The lack of detail about the planned legalization hasn't helped the company win over institutional investors. After a federal official suggested that the Trudeau Liberals would let the provinces set the rules for the sale of recreational weed, Canaccord Genuity's Maruoka and Bottomley released a report stating "valuations are stretched" for the top medical marijuana producers.
"We all know when government gets involved, prices get controlled, supply gets controlled, profit gets controlled and the opportunity suddenly shrinks down," Michael Newton, a portfolio manager at Scotia Wealth Management, said in an interview on BNN last fall—before his employer told him he was "no longer allowed to discuss marijuana stocks." In fact, the few big institutions with significant holdings in Canopy are reluctant to talk. Neither Ted Whitehead, manager of Manulife's Growth Opportunities Fund, nor Mark Schmehl, manager of Fidelity's Special Situations Fund, returned phone calls.

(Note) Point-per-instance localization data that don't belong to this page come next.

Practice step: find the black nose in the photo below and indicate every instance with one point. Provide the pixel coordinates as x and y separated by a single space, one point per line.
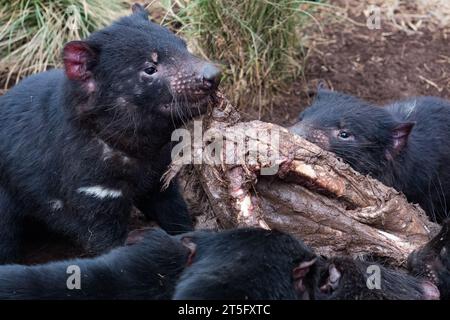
210 76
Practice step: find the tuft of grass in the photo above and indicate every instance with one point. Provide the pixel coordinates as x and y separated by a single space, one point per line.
33 32
258 42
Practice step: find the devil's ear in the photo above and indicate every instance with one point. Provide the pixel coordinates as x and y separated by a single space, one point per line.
79 58
400 135
322 85
139 10
188 243
299 274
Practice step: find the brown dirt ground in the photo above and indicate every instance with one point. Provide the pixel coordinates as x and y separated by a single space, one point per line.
377 65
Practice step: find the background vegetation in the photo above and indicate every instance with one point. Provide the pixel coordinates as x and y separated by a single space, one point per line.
258 42
33 32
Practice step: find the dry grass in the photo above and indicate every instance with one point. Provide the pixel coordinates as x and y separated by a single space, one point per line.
258 42
33 33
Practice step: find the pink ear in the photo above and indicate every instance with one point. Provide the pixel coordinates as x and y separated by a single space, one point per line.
302 269
78 56
400 136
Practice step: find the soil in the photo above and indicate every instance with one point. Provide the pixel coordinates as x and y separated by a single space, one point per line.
378 65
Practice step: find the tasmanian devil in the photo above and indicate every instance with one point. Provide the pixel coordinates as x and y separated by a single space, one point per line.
235 264
81 145
432 261
343 278
403 144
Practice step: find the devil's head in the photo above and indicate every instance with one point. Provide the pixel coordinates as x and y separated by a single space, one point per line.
136 76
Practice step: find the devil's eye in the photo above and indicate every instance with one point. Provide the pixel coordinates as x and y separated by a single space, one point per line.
344 135
150 70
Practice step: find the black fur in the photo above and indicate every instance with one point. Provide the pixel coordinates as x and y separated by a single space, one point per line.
146 270
351 282
247 264
235 264
404 144
432 261
105 120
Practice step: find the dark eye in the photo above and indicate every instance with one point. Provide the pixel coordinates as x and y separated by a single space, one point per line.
344 135
150 70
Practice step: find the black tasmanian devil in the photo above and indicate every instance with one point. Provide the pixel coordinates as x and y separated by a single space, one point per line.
81 145
234 264
404 144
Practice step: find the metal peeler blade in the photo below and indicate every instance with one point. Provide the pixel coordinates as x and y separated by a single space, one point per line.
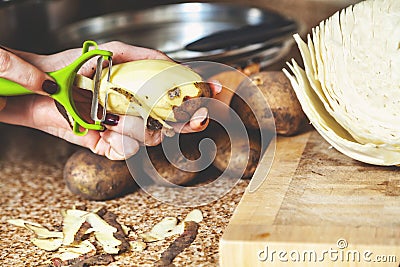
96 89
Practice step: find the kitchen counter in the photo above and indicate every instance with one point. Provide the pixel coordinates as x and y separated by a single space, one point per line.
32 187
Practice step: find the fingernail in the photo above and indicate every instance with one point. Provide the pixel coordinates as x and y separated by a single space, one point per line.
5 48
50 87
203 122
111 119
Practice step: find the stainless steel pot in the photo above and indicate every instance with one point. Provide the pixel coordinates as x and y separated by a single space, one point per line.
170 28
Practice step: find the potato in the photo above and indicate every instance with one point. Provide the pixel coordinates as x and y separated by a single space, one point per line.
277 91
160 169
242 156
95 177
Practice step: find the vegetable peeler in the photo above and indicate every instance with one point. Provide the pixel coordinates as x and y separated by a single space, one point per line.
65 79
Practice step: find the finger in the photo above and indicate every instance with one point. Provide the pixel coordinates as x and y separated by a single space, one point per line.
119 147
3 102
15 69
197 123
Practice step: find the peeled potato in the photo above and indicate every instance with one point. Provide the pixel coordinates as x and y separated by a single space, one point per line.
95 177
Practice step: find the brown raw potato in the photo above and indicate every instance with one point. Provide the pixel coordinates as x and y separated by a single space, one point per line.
160 169
95 177
278 93
243 162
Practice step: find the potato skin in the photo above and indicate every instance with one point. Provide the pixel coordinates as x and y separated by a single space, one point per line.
288 116
95 177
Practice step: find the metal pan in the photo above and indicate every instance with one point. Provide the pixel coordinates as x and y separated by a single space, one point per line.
171 28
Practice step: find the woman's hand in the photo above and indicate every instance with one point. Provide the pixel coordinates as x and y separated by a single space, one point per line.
40 112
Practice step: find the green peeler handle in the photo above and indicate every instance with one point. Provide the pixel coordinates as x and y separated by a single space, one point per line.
65 78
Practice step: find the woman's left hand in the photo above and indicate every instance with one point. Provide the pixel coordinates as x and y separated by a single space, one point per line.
40 112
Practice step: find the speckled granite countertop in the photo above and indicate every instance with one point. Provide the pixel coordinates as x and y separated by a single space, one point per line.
32 187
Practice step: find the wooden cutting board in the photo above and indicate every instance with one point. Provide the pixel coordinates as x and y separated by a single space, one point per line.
316 207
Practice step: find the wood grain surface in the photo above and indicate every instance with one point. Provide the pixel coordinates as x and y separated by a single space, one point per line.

Linton says Big Liquor, Big Tobacco and Big Pharma are all watching the evolving marijuana landscape with much interest. He wouldn't be surprised if pharmaceutical companies became big players in the market even before the governments have clarified the rules. He wants to stay at Canopy's helm at least until legalization of recreational use—the end of Prohibition.
While Linton insists he doesn't smoke his own product—"I have no medical prescription, nor require it"—the minute he can purchase his company's weed legally, he will be one of the first people in line, he says. "After five years in this sector and what it's taken to build it, I could use a very euphoric, tension-releasing hour or two."